We all need to ensure that democracy is protected, that everyone is treated equally and fairly, where each adult in a society is able to have an equal say.
This film has been set in the days before social media and television etc. when all information was shown on the radio or in newspapers, but this was all controlled by the Nazis and the government. The people of Germany only saw what they were being allowed to see. In this century it seems as this could never happen with all our accessibility to technology however in countries like North Korea the access to social media etc. are still being controlled and they may have little or no true knowledge of the real world.
A quote by Death shows how confused he is by human nature “In my job I am always finding humans at their best and their worst. I see their ugliness and their beauty, and I wonder how the same thing can be both’. Everywhere in the world, you see the same mix of people, some are kind and compassionate, others are violent and prejudiced. But everyone has elements of each, none are perfect and nor are they entirely bad.
I can say that can connect with this film on a personal level, I have had family that has gone through very similar situations as Liesl in Germany. My grandma (Oma) grew up during the era of the Nazis and Hitler was a similar age to Leisl during the war and had a younger brother. Both of them were forced to join the Hitler youth, in those days very few children did not join as they would end up being targeted by anyone who followed Hitler. Children who grew up in those days in a Nazi-dominated society were taught that Hitler was godlike, the war was the answer, Jews and communist were to blame for many of Germanys problems.

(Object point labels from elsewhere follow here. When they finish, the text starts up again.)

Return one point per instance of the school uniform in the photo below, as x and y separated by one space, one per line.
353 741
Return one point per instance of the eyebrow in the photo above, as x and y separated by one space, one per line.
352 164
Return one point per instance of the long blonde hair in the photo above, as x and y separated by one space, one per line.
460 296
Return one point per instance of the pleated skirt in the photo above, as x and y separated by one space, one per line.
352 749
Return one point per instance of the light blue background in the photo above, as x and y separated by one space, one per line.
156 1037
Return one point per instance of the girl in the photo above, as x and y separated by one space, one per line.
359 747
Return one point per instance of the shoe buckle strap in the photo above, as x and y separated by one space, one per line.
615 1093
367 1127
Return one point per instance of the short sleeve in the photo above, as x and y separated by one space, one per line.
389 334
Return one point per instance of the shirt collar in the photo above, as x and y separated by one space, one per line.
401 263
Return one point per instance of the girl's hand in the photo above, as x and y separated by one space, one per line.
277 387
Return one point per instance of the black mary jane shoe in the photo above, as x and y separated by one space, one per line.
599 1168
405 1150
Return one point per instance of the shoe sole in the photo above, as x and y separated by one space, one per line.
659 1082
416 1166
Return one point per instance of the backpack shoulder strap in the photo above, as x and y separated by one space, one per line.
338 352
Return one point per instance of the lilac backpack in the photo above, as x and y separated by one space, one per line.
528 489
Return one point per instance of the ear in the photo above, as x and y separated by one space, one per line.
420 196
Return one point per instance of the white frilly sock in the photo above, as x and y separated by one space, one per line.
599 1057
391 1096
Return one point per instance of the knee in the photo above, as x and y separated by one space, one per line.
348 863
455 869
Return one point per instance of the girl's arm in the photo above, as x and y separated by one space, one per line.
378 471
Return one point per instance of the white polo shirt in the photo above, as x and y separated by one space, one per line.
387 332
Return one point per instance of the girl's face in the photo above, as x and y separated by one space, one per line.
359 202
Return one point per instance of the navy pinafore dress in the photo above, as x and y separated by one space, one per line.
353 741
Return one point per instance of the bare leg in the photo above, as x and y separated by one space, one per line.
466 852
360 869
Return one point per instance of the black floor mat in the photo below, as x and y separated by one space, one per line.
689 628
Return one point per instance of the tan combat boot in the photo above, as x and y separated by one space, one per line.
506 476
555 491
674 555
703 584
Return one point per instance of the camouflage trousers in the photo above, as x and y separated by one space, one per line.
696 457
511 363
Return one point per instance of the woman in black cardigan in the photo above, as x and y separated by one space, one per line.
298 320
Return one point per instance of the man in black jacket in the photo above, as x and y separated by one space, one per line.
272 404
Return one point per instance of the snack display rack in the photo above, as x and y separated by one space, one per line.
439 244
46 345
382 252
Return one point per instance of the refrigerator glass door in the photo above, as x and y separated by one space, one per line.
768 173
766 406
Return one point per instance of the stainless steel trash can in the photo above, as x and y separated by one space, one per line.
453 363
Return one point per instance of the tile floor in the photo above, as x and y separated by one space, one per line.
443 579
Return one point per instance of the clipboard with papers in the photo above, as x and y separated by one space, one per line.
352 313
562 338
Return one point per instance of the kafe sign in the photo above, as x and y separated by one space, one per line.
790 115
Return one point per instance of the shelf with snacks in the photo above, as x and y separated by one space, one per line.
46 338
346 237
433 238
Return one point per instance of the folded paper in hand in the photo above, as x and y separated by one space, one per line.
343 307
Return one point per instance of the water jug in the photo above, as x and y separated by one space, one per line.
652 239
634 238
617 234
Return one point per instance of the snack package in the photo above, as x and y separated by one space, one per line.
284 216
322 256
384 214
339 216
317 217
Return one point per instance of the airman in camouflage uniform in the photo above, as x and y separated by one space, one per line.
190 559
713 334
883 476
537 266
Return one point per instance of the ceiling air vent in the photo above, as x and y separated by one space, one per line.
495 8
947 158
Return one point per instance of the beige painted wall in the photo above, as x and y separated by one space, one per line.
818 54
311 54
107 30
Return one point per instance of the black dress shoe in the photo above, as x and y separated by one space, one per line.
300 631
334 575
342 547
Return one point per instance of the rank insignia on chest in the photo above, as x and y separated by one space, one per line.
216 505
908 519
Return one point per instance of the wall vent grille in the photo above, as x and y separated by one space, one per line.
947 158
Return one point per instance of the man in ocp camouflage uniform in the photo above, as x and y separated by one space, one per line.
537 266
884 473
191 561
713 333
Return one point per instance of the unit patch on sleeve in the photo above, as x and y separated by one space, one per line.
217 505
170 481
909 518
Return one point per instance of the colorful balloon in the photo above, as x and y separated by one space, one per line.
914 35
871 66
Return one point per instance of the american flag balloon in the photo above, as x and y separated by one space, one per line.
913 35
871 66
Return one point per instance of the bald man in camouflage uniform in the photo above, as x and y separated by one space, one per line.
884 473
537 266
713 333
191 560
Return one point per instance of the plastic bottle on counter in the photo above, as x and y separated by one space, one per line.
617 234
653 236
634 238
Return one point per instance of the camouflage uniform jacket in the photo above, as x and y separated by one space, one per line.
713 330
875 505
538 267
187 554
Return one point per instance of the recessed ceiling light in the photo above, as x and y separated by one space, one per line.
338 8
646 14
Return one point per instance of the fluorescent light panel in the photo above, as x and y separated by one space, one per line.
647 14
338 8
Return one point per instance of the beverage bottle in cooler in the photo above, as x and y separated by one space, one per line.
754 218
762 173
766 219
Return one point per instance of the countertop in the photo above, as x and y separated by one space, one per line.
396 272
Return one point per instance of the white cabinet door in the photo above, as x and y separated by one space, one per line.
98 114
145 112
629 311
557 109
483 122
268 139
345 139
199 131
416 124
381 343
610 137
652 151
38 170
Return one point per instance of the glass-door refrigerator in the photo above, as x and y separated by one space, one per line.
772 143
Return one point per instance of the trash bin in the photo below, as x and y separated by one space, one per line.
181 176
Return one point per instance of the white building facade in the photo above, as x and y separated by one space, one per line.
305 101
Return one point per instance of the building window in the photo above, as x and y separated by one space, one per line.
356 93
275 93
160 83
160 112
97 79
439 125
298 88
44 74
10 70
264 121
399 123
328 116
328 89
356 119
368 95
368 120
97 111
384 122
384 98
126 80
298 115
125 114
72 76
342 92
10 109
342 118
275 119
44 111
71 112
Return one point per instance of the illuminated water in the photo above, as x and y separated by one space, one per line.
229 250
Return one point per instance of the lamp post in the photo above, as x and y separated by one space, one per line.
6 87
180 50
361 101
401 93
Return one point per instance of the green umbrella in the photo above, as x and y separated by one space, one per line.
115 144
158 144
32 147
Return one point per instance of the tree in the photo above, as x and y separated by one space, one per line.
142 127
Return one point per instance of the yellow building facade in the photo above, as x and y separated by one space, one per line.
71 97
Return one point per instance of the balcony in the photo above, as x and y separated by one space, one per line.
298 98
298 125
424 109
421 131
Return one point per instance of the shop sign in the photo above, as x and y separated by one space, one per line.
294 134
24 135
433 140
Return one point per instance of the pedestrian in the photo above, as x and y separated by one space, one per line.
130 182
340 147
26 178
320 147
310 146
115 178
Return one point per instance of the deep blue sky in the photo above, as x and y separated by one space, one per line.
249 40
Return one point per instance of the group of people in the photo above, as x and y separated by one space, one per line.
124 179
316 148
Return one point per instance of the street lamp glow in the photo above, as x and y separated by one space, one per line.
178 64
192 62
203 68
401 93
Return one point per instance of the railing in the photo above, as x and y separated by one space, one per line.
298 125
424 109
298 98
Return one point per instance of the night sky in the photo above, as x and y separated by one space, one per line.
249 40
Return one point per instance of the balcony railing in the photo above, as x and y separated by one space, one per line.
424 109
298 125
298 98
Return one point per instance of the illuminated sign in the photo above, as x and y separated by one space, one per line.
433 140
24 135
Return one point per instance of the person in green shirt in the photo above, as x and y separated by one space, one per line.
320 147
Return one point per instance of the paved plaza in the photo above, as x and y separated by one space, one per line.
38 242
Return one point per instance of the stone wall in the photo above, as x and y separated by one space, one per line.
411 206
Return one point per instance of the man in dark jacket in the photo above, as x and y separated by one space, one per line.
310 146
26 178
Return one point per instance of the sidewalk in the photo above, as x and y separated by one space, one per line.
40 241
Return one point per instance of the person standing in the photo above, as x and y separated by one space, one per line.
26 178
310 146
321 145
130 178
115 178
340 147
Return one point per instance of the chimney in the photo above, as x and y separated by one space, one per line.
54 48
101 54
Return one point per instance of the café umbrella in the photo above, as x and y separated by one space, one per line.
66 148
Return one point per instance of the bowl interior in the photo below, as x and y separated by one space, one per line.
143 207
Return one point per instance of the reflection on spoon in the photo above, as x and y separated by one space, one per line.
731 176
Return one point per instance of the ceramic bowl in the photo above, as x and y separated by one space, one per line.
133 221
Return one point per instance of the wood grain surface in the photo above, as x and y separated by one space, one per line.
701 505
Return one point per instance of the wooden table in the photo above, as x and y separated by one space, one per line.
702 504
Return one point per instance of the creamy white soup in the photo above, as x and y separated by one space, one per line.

When Oma was growing up in Germany she had an auntie who had mild down syndrome and was living a happy life with her family. Because of Hitler’s policies and rules, her family was forcefully persuaded to put Oma’s auntie in a home to be with people similar to her. Within 6 months Oma’s auntie died as did so many others like her. The authorities told the family she died because of a disease outbreak, but still today my grandma believes different.
Having had family that has gone through the time of Hitler’s rule I know that it is very hard to put aside everything you have been taught as a child. When Germany lost the war and the allies took power over different parts of the country, the Germans and the children that had grown up during this time were told that everything they were taught, everything they ever knew from Hitler and the Nazis was not only wrong but evil.
A clever technique used from the beginning is the use of German language and actors. It gives a real sense of place and time. All the singing and swearing is in German.
Another is the contrast between beauty and violence. When the Nazis are smashing windows and dragging Jews from their homes on Kristall Nacht, there is a chorus of children singing in the background, providing a sweet sound against the action we are watching. Again on Hitlers birthday, the crowd are singing as books are being thrown onto the fire. Hans plays the accordion in the air raid shelter as bombs are falling outside.
Using Death as a commentator is very effective. It’s very hard not to feel emotional when Death starts speaking. You can feel that something tragic is about to happen. You know what Death represents and his somber voice add to a feeling of dread. Especially as you have grown to know the characters and their stories.